What Compliance Officers Need to Know About OFAC Compliance
What Compliance Officers Need to Know About OFAC Compliance
The Office of Foreign Assets Control (OFAC) regulates financial transactions between U.S. entities and specified foreign nations, businesses, and individuals. For U.S. entities that are subject to OFAC’s oversight, compliance needs to be a top priority; and, generally speaking, responsibility for managing compliance will rest with the entity’s compliance officer.
So, as a compliance officer, what do you need to know about OFAC compliance? Today more than ever, compliance officers need to ensure that their financial institutions and companies are doing what is necessary to satisfy OFAC’s requirements. OFAC has a mandate to enforce financial institutions’ and companies’ compliance obligations, and OFAC enforcement actions can lead to blocked assets and transactions, civil monetary penalties (CMP), and even criminal prosecution in some cases.

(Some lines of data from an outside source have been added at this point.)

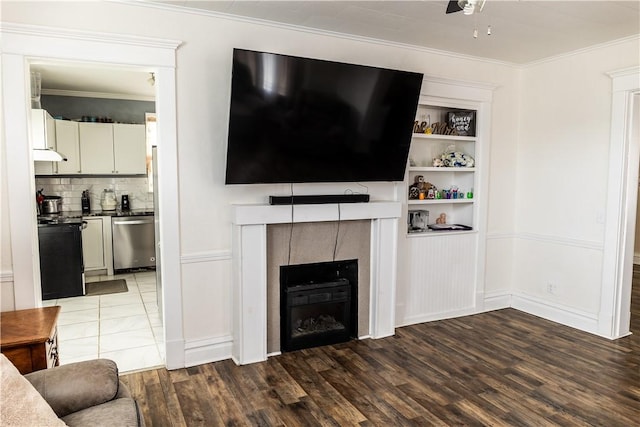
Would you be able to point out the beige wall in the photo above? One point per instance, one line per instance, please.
(562, 174)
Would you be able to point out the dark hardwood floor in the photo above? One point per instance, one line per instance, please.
(503, 368)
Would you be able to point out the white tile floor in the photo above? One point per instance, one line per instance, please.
(124, 327)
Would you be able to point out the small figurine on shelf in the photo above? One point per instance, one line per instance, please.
(417, 187)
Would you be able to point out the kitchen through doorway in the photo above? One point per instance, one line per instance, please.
(126, 327)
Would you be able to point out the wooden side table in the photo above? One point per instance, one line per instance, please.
(29, 338)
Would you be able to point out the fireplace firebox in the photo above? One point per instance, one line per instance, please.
(318, 304)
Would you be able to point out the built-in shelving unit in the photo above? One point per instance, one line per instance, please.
(441, 273)
(454, 194)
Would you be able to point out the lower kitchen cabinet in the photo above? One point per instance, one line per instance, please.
(96, 244)
(29, 338)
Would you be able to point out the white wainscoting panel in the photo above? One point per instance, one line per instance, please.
(206, 279)
(442, 279)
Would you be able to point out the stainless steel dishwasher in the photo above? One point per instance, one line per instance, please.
(133, 242)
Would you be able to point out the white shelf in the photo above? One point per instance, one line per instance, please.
(439, 201)
(440, 169)
(444, 137)
(431, 233)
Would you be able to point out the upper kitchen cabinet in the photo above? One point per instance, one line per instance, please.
(68, 143)
(96, 148)
(43, 133)
(129, 149)
(107, 149)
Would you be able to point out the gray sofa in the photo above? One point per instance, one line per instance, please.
(79, 394)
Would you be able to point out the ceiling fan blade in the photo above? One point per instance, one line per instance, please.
(453, 6)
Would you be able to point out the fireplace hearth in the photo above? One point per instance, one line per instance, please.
(318, 304)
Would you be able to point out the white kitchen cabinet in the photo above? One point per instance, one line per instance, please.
(96, 244)
(129, 149)
(43, 132)
(96, 148)
(107, 149)
(67, 143)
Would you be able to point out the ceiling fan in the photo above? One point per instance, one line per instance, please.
(468, 7)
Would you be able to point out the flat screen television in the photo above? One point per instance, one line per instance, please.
(295, 120)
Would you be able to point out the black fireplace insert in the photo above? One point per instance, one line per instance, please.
(318, 304)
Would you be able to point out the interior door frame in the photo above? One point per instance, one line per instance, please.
(22, 44)
(624, 161)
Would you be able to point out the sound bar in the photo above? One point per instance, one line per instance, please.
(318, 199)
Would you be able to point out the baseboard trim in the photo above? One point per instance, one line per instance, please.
(198, 352)
(413, 320)
(496, 300)
(568, 316)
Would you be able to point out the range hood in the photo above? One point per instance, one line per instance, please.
(43, 133)
(48, 155)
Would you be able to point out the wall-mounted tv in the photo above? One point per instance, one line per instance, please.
(295, 120)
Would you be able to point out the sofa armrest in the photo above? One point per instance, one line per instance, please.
(71, 388)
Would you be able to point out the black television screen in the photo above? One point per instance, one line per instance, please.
(295, 120)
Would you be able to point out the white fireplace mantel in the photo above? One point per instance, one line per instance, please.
(250, 266)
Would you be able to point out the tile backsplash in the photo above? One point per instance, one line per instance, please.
(71, 190)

“All financial institutions and companies in the U.S. need to make OFAC compliance a priority. Non-compliance with OFAC’s sanctions programs and regulations can have severe consequences, and OFAC is increasingly taking proactive measures to enforce entities’ compliance obligations.” – Dr. Nick Oberheiden, Founding Attorney of Oberheiden P.C.

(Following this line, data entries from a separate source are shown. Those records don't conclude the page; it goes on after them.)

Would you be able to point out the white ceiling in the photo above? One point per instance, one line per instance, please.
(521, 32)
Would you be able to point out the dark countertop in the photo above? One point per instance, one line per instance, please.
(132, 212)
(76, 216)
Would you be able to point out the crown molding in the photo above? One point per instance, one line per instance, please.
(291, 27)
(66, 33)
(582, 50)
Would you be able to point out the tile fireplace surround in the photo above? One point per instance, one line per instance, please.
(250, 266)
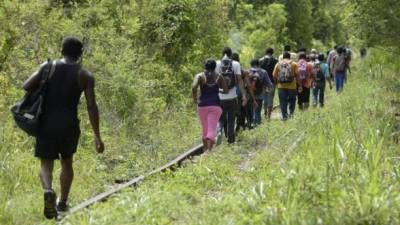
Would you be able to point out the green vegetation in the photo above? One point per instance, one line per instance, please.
(144, 54)
(322, 167)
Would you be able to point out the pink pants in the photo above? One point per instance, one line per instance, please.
(209, 116)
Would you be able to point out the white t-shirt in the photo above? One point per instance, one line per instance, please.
(238, 71)
(293, 57)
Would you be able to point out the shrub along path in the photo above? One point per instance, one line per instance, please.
(335, 165)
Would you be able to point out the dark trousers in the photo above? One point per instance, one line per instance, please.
(229, 108)
(304, 98)
(257, 112)
(287, 97)
(318, 94)
(339, 78)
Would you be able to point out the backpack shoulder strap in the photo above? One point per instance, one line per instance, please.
(52, 69)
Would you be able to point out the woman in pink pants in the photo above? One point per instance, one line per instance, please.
(208, 109)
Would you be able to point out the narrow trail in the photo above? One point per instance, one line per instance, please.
(176, 162)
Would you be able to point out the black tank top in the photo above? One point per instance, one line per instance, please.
(60, 106)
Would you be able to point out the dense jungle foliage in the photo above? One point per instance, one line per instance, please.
(143, 55)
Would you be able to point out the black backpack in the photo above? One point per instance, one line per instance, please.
(318, 74)
(256, 82)
(227, 72)
(285, 73)
(27, 111)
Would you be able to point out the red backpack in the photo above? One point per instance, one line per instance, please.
(302, 69)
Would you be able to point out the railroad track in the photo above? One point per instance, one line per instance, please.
(198, 150)
(176, 162)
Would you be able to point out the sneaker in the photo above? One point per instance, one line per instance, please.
(50, 211)
(62, 207)
(219, 138)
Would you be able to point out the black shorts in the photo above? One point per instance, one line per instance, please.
(52, 148)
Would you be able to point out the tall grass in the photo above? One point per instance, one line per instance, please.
(336, 165)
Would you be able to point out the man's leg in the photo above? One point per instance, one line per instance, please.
(231, 121)
(282, 93)
(46, 177)
(292, 101)
(249, 113)
(221, 123)
(321, 96)
(315, 96)
(66, 177)
(306, 102)
(257, 111)
(270, 103)
(337, 82)
(46, 173)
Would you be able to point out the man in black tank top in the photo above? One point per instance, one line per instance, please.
(59, 130)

In A Framework for OFAC Compliance Commitments, OFAC makes clear that management’s commitment to compliance is a key factor in the Office’s evaluation of entities’ compliance efforts. OFAC also makes clear that all entities subject to its oversight should have a “dedicated OFAC sanctions compliance officer” (although this may be “the same person serving in other senior compliance positions, e.g., the Bank Secrecy Act Officer or an Export Control Officer”). As a result, the compliance officer’s role is key, and entities’ OFAC compliance officers must have a clear and comprehensive understanding of what is necessary to avoid OFAC enforcement action.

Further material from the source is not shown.